What was recently perceived as a flexible tool to accelerate team productivity is now becoming a full-fledged operating expense line that cannot be ignored. The problem is that AI economics don't scale the way traditional corporate software does. If a subscription to a typical service is usually predictable, expenses for generative models grow with every request, every new user, and every additional use case.

The more a company embeds AI in search, support, analytics, code, internal assistants, and customer-facing products, the higher the token bill, cloud GPU costs, data storage, monitoring, and security expenses become. At the pilot stage, these sums may seem manageable, but once in production, the budget begins to shift dramatically, especially when thousands of employees or customers start using the service. Meanwhile, a significant portion of costs is not hidden in a single contract but spread across multiple line items: APIs, cloud services, vector databases, logging, data protection, fine-tuning, integration, and maintenance.

This is precisely why AI in the corporate environment often turns out to be more expensive than it appears from the first presentation or invoice.
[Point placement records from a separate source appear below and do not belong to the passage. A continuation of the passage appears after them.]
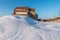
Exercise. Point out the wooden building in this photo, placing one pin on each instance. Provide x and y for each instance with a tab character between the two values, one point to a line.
25	11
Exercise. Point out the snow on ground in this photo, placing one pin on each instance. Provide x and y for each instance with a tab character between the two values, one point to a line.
25	28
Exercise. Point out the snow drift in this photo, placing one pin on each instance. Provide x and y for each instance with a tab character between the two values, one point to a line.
25	28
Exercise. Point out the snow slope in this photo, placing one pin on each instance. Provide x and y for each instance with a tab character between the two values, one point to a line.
25	28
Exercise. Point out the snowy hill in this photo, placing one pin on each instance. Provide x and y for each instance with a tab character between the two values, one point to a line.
25	28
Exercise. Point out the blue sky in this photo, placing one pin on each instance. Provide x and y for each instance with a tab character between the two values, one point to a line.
44	8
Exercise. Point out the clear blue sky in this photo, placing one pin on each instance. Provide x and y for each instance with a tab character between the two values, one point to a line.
44	8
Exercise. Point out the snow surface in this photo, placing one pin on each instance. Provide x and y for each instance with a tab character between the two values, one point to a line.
25	28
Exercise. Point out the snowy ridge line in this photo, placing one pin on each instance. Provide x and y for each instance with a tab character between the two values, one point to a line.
25	28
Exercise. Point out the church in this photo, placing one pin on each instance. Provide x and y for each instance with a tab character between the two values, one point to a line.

Against this backdrop, the forecast for global IT spending seems logical: in 2026 it should reach $6.31 trillion, which is 13.

5% more than 2025 levels. A substantial portion of this growth comes from AI infrastructure, software, and cloud services. Money goes not only toward access to models but also to the entire ecosystem around them: server capacity, integrations, observability tools, response quality control mechanisms, and data protection measures.

For business, this means that AI implementation can no longer be viewed as a local initiative of a single team — it is about a systemic review of the IT budget. If companies used to debate whether to hire another analyst, developer, or manager, now a different question increasingly arises: does a particular AI scenario deliver better ROI than a living specialist or standard automation? This also changes the management approach.

Companies can no longer simply allow employees to use neural networks or connect an API in a couple of products. They need financial limits, cost control per scenario, choosing between expensive and more compact models, caching repeated requests, and rigorous assessment of where AI truly creates value. Increasingly, companies are routing requests by complexity level, limiting context length, using smaller models for routine tasks, and employing local solutions where confidentiality and predictable costs matter.

In many cases, it's cheaper to keep some processes with people or automate them using traditional methods than to blindly pay for each generation. Uber's example is important precisely because of this: even a large technology business with a strong engineering culture is not facing the problem of AI access, but the problem of its profitability. The next stage for the market is not a race for maximum AI features, but a shift toward disciplined usage.

The winners will not be companies that connect more models, but those who learn to calculate the cost of an answer, correlate it with revenue or time savings, and promptly turn off expensive scenarios without clear returns. AI finally stops being a trendy overlay on business and becomes infrastructure. And infrastructure, as Uber's example demonstrates, requires not only ambition but also very strict budget control.